Australian Test captain Michael Clarke has been fined 20 per cent of his match fee from the fractious Gabba Test after being charged with breaching the International Cricket Council code of conduct.

In a spiteful conclusion to the first Ashes Test, Clarke was captured on a stump microphone telling England’s No.1 niggler but No.11 batsman James Anderson to “get ready for a broken f—ing arm” when he was about to line up to face a rampaging Mitchell Johnson.

He has been found guilty of “using language or a gesture that is obscene, offensive or insulting during an international match”.

Clarke accepted the sanction on Monday morning, and Cricket Australia chief James Sutherland said he spoke with the skipper and the pair agreed the incident was regrettable.

“Whilst on-field banter and defence of a teammate is as old as the game itself, there can be a fine line between gamesmanship and a code of conduct breach,” Sutherland said. “All players have a responsibility to manage their emotions even in the most highly charged situations.”

The ICC has been accused of double standards by holding Clarke accountable because his sledge was broadcast on the Nine network, when numerous verbal stoushes throughout the match went unpunished. Nine has apologised for putting Clarke’s comment to air.

The fine came as one of the main protagonists in Brisbane, Australian batsman David Warner, conceded that he went too far in his verballing of the English batsmen.

As relations between the two Ashes teams threatens to reach breaking point by the second Test in Adelaide, former England player and TV commentator David Lloyd claimed Warner’s sledging was “nasty, horrible stuff”.

Writing for The New Daily, former fiery Australian fast bowler Rodney Hogg agreed that Warner had gone too far. He said he would encourage the Australian management “to keep David Warner away from the microphone and let his bat do the talking. You don’t say what he said about Jonathan Trott to the media. It’s not right to do that to a fellow competitor.”

England captain Alastair Cook accused Warner of being “disrespectful” for calling Jonathan Trott “weak” for backing away from Mitchell Johnson and saying the visiting batsmen had “scared eyes” in a press conference after day three.

But Lloyd, who normally sympathetic to the hard brand of cricket played by Australia, said Warner had also overstepped the mark in his on-field sledging.

Captains Clarke and Cook were happy to leave on-field stoushes out in the middle, however it’s clear the dislike built-up over back-to-back series has boiled over.

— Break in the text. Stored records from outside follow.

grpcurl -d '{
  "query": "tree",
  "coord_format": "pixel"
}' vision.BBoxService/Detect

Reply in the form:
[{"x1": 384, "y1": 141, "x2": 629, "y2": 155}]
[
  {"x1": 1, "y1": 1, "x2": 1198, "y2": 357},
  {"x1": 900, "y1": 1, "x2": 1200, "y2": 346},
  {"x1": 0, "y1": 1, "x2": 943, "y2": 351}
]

Warner might have acknowledged things went overboard, but made a point of not backing down from his comments.

It seems Australia’s mental disintegration tactics are deliberate.

“I made those comments for a reason,” he said at Brisbane airport on Monday. “Look, yesterday, the bounce and pace got to them again. It is Ashes cricket. Probably went a little bit too far with the comments, but it’s cricket and now it’s in the back of their mind.”

Television editors might have let Clarke’s expletive slip through, but Lloyd said there was a tirade of abuse not picked up on the telecast.

Lloyd, who played nine Tests for England and is a veteran broadcaster, said the Australians, led by Warner had crossed a line.

“We have the benefit of using a stump microphone on Sky which is not allowed to go to air and I have to say that some of the stuff that was going on there went too far,” he told the Daily Mail.

“I’m a big lad who has heard a few things in my time but David Warner in particular came out with some really nasty, horrible stuff. I would like to take him back to 1980 and listen to what he had to say to Viv Richards, Gordon Greenidge and Dessie Haynes.

“Coming right behind them was Michael Holding, Andy Roberts, Joel Garner and Malcolm Marshall. Banter is great, I listened to enough of it when I played in Australia in 1974-75 … but coarseness is unacceptable.”

Shane Warne, writing for the London Daily Telegraph, described Warner’s comments as “a bit silly”. But he said: “He should have kept them to himself but we cannot have it both ways. We want sportsmen to be interesting and tell us how they feel and it is just the way Davey Warner is. But if you say that kind of stuff you have to be able to cop it back, and he can.”

Warne was more concerned by the puerile behaviour of Brisbane’s Courier-Mail newspaper, which refused to name Stuart Broad in the lead-up to the match or even name him after his exceptional first innings bowling.

“I know the English press can be pretty brutal, but the thing I don’t like about the Australia press is they go on and on and get very personal about stuff. What they did to Broad and the England team was childish, immature and it was embarrassing for Australians to watch it going on,” he wrote.

“Sadly it was no surprise because the Australian press are the worst in the world. They are never fair and I think the Australian public have been disappointed with how they treated the English team. There was no need for it and it also backfired spectacularly because Broad responded by bowling well.”

The Daily Telegraph’s cricket correspondent, former England Test all-rounder Derek Pringle, said utterances such as that made by Clarke “may sound boorish but they have been around since WG Grace’s day”.

He also pointed out that, 20 years ago, Michael Atherton said in a newspaper interview that Steve Waugh was so scared of fast bowling that you could “see it running down his leg”. “Waugh made England pay in the best way possible by making runs and helping Australia to win the Ashes.”